Soddisfazione piena della dirigente del Circolo Maria Rosaria Macera, del sindaco Salvatore De Meo, della coordinatrice insegnante Rosa Azzolina, della presidente del Consiglio comunale Maria Gina Marino, della dirigente dell’Ufficio Scolastico Provinciale Latina Graziella Cannella, dell’assessore all’istruzione Lucio Biasillo, della storica dottoressa scolastica Fulvia di Sarra, del parroco di San Francesco padre Massimiliano Scarlato.
Quasi quattrocento bambini che cantano in un concerto della durata di due ore, si è rivelato uno spettacolo che non si poteva perdere.

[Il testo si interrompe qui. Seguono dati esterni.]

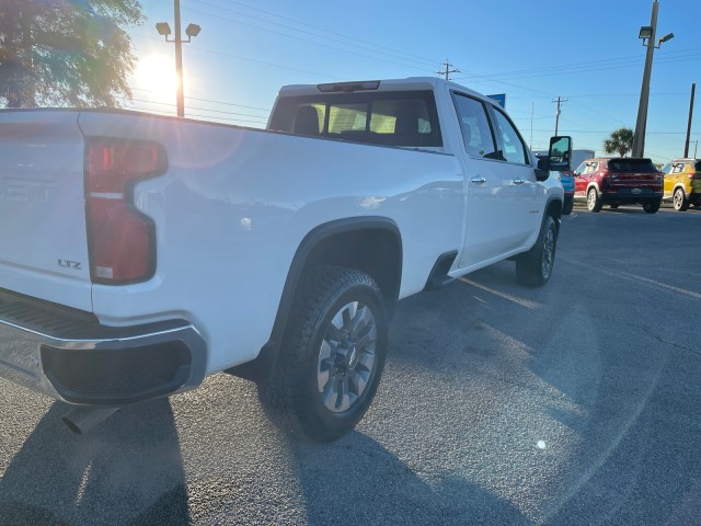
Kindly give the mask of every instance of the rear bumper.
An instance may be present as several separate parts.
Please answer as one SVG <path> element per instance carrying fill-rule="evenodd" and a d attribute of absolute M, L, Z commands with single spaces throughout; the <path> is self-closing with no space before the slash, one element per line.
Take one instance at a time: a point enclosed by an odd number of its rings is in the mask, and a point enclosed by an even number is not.
<path fill-rule="evenodd" d="M 206 345 L 183 320 L 101 325 L 0 290 L 0 376 L 69 403 L 122 405 L 199 385 Z"/>
<path fill-rule="evenodd" d="M 635 192 L 637 190 L 639 192 Z M 600 192 L 601 203 L 647 203 L 660 202 L 663 192 L 651 188 L 619 188 Z"/>

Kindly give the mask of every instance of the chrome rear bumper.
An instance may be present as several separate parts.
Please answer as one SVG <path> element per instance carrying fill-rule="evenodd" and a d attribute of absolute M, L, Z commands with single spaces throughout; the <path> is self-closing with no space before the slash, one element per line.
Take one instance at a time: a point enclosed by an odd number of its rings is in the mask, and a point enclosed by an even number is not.
<path fill-rule="evenodd" d="M 195 387 L 205 367 L 206 344 L 186 321 L 106 327 L 0 291 L 0 376 L 51 398 L 120 405 Z"/>

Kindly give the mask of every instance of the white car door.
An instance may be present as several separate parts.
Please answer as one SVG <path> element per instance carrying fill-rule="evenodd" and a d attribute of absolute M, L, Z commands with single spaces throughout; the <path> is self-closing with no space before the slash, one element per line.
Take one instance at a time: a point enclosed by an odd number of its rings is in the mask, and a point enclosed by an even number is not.
<path fill-rule="evenodd" d="M 533 231 L 538 204 L 535 192 L 539 186 L 535 184 L 533 167 L 526 164 L 530 158 L 518 134 L 515 137 L 519 141 L 514 144 L 515 130 L 507 128 L 510 135 L 506 142 L 502 130 L 506 126 L 497 124 L 498 117 L 490 117 L 483 101 L 462 93 L 453 93 L 453 98 L 466 153 L 468 217 L 459 261 L 459 266 L 466 268 L 480 266 L 524 244 Z M 501 150 L 502 144 L 509 146 L 507 158 Z M 520 162 L 515 158 L 518 145 Z"/>

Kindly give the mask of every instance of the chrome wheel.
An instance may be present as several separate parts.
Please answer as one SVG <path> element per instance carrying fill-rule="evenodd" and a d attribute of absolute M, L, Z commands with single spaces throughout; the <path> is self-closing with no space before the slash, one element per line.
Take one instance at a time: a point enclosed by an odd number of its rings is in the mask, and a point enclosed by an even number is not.
<path fill-rule="evenodd" d="M 689 201 L 687 199 L 687 196 L 685 195 L 683 190 L 681 188 L 675 190 L 675 193 L 673 196 L 673 204 L 674 204 L 675 210 L 687 211 L 687 209 L 689 208 Z"/>
<path fill-rule="evenodd" d="M 587 209 L 589 211 L 599 211 L 601 209 L 601 198 L 595 187 L 590 187 L 587 192 Z"/>
<path fill-rule="evenodd" d="M 319 350 L 317 385 L 324 405 L 334 413 L 350 409 L 375 369 L 377 324 L 360 301 L 343 306 L 333 317 Z"/>

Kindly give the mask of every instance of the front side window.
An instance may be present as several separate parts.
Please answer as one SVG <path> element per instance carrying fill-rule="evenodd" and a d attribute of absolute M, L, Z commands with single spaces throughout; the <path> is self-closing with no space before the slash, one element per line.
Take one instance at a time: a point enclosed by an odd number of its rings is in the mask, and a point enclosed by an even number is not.
<path fill-rule="evenodd" d="M 496 145 L 484 104 L 476 99 L 453 94 L 464 148 L 470 157 L 497 159 Z"/>
<path fill-rule="evenodd" d="M 504 160 L 518 164 L 529 164 L 528 157 L 526 156 L 526 145 L 524 145 L 514 125 L 499 110 L 494 108 L 494 115 L 496 116 L 498 135 L 502 139 L 502 155 Z"/>

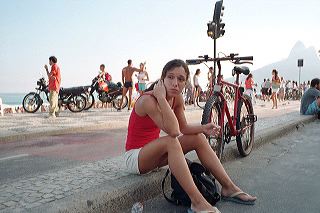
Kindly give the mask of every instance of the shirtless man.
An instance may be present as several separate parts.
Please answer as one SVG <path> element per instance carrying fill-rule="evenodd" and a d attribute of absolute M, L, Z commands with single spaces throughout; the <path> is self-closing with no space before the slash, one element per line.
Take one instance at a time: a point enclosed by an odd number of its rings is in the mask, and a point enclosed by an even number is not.
<path fill-rule="evenodd" d="M 129 90 L 129 103 L 128 103 L 128 110 L 131 107 L 131 96 L 132 96 L 132 75 L 134 72 L 139 72 L 140 70 L 132 67 L 132 60 L 128 60 L 128 66 L 122 69 L 122 83 L 123 83 L 123 90 L 122 90 L 122 98 L 120 102 L 120 106 L 122 106 L 123 97 L 127 95 Z"/>

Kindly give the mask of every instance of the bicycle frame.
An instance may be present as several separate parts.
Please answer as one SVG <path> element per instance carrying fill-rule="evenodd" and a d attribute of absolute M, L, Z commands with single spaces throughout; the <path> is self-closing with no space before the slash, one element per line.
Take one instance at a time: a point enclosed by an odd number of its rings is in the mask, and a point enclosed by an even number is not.
<path fill-rule="evenodd" d="M 223 103 L 223 105 L 221 106 L 221 123 L 224 124 L 225 115 L 226 115 L 226 118 L 227 118 L 228 124 L 229 124 L 229 128 L 230 128 L 231 136 L 236 136 L 240 132 L 240 130 L 236 130 L 236 121 L 237 121 L 237 113 L 238 113 L 238 100 L 241 97 L 240 86 L 238 84 L 238 78 L 239 78 L 239 74 L 237 74 L 236 83 L 233 84 L 233 83 L 223 81 L 221 79 L 221 75 L 218 75 L 218 82 L 214 86 L 214 92 L 215 92 L 214 94 L 218 95 Z M 229 110 L 229 107 L 227 104 L 227 100 L 225 99 L 224 94 L 222 93 L 222 89 L 223 89 L 224 85 L 230 86 L 230 87 L 234 88 L 234 90 L 235 90 L 233 119 L 231 117 L 231 113 L 230 113 L 230 110 Z"/>
<path fill-rule="evenodd" d="M 225 119 L 225 115 L 227 117 L 228 120 L 228 124 L 229 124 L 229 128 L 230 128 L 230 134 L 231 136 L 237 136 L 240 133 L 240 130 L 236 129 L 236 122 L 237 122 L 237 113 L 238 113 L 238 101 L 241 98 L 241 92 L 240 92 L 240 85 L 239 85 L 239 73 L 236 73 L 236 81 L 235 83 L 230 83 L 227 81 L 224 81 L 222 79 L 222 75 L 221 75 L 221 64 L 220 61 L 217 61 L 217 66 L 218 66 L 218 75 L 217 75 L 217 84 L 214 85 L 214 94 L 217 94 L 223 105 L 221 106 L 221 123 L 224 124 L 224 119 Z M 212 82 L 214 83 L 214 82 Z M 233 106 L 233 119 L 231 117 L 230 114 L 230 110 L 227 104 L 227 101 L 224 97 L 224 94 L 222 93 L 223 90 L 223 86 L 227 85 L 229 87 L 232 87 L 235 91 L 235 99 L 234 99 L 234 106 Z"/>

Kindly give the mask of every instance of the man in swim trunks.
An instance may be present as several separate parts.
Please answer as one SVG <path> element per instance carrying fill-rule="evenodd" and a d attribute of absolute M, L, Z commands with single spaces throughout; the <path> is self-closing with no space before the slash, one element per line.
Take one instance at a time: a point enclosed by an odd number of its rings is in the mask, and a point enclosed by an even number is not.
<path fill-rule="evenodd" d="M 132 67 L 132 60 L 128 60 L 128 66 L 124 67 L 122 69 L 122 83 L 124 85 L 122 89 L 122 98 L 120 102 L 120 106 L 122 106 L 123 97 L 127 95 L 127 92 L 129 90 L 129 103 L 128 103 L 128 110 L 130 110 L 131 107 L 131 97 L 132 97 L 132 75 L 134 72 L 139 72 L 140 70 Z"/>

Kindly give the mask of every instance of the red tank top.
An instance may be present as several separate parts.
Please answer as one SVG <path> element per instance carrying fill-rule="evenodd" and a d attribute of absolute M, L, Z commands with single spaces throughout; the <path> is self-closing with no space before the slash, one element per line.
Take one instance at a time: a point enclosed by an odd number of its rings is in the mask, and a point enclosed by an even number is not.
<path fill-rule="evenodd" d="M 159 134 L 160 128 L 154 123 L 154 121 L 148 115 L 137 115 L 135 107 L 133 107 L 129 118 L 126 151 L 143 147 L 151 141 L 159 138 Z"/>

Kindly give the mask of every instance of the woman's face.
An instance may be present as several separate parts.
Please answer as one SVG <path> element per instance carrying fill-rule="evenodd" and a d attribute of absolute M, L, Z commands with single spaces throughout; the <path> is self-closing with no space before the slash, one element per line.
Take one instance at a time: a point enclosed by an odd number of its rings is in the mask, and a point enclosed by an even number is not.
<path fill-rule="evenodd" d="M 169 70 L 164 78 L 167 96 L 175 97 L 182 93 L 187 81 L 187 74 L 183 67 L 175 67 Z"/>

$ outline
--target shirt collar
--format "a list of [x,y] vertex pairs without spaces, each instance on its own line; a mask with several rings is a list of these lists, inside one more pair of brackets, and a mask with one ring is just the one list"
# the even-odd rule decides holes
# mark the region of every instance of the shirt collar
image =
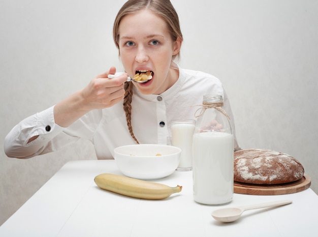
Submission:
[[144,95],[140,93],[136,87],[134,87],[134,93],[137,94],[140,97],[148,101],[155,101],[157,100],[158,96],[161,96],[165,100],[169,100],[173,97],[175,97],[175,95],[180,91],[182,88],[185,77],[183,75],[183,71],[182,69],[178,66],[179,69],[179,78],[172,86],[165,92],[164,92],[160,95]]

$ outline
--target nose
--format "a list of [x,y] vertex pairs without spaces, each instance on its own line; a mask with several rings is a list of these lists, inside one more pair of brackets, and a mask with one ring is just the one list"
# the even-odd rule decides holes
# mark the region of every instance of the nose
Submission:
[[141,64],[147,62],[148,59],[149,57],[146,49],[144,47],[139,47],[136,55],[136,61]]

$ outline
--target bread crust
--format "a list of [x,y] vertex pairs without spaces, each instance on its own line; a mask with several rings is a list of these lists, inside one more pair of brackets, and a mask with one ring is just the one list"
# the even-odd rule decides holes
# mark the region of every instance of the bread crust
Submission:
[[267,149],[245,149],[234,152],[234,181],[258,185],[297,181],[304,175],[295,158]]

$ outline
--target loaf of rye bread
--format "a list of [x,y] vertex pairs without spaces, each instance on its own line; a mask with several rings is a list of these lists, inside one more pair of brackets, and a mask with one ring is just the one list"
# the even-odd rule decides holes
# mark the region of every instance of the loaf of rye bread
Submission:
[[258,185],[281,184],[297,181],[304,167],[287,154],[266,149],[234,152],[234,181]]

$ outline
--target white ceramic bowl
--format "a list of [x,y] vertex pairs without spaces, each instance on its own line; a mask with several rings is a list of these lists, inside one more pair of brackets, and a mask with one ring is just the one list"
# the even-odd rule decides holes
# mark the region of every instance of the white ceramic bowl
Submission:
[[118,169],[125,175],[154,180],[166,177],[175,170],[181,149],[171,145],[141,144],[119,146],[114,153]]

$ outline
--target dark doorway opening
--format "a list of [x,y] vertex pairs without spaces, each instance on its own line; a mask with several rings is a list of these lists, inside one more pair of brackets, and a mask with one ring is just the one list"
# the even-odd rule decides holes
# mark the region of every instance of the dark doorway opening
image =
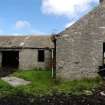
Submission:
[[18,68],[19,51],[2,51],[2,67]]

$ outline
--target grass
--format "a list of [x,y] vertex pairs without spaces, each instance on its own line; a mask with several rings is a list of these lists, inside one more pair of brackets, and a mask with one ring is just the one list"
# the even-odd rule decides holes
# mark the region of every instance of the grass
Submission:
[[31,81],[31,84],[14,88],[0,80],[0,92],[24,92],[33,95],[52,94],[53,92],[81,94],[84,90],[92,90],[102,84],[102,80],[99,77],[94,79],[59,81],[55,84],[51,78],[50,70],[18,70],[11,75],[29,80]]

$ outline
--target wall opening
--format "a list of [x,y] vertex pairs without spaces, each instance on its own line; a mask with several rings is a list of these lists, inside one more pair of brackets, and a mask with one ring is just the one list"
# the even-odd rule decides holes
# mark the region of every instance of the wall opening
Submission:
[[38,50],[38,62],[44,62],[45,61],[45,52],[44,50]]
[[19,51],[2,51],[2,67],[18,68]]

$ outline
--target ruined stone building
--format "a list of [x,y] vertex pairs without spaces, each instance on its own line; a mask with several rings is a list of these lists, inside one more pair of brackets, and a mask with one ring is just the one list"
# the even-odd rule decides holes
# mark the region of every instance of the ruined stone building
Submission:
[[[56,36],[56,75],[62,79],[97,76],[105,65],[105,0]],[[0,66],[52,68],[51,37],[0,37]]]
[[105,0],[59,35],[57,77],[95,77],[105,65]]
[[50,40],[48,36],[0,36],[0,67],[51,67]]

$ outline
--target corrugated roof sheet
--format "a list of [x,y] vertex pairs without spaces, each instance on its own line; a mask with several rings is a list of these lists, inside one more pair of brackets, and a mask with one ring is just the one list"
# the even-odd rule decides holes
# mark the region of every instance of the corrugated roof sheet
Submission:
[[50,36],[0,36],[0,48],[53,48]]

Il bravo maestro Paolo Buonaugurio, che ha preparato e diretto il Coro, è stato applaudito con una standing ovation, ha saputo gestire le centinaia di bambini con piccoli segni e brevi parole, fronteggiando anche l’improvviso e temporaneo black out elettrico, facendoli cantare “a secco”. Eccezionale!
Il concerto è iniziato con l’esecuzione (cantata ovviamente) dell’Inno d’Italia ed è proseguito con un vasto programma: “Chissà se va” di Raffaella Carrà”; “Il gatto e la volpe” di Edoardo Bennato; “Aumm Aumm” di Teresa De Sio; “Canone swing”; “Aggiungi un posto a tavola” di Garinei-Giovannini; “Surf Medley” canzoni sulla cresta dell’onda; “Il nostro concerto” di Umberto Bindi; “Guantamera” di José Fernandez Diaz; “Medley Vasco Rossi” la carica de “il Blasco”; “Medley Mina” le sonorità della “Tigre di Verona”.
Apoteosi per il bis finale con l’esecuzione del “nessun dorma” dalla Turandot di Giacomo Puccini.
Al paventato pericolo di aver assistito all’ultima edizione del concerto, tutti hanno assicurato (dal Comune, agli enti e sponsor) che l’anno prossimo l’evento si farà e sicuramente nella splendida ed inedita cornice del nuovo anfiteatro di piazza de Gasperi.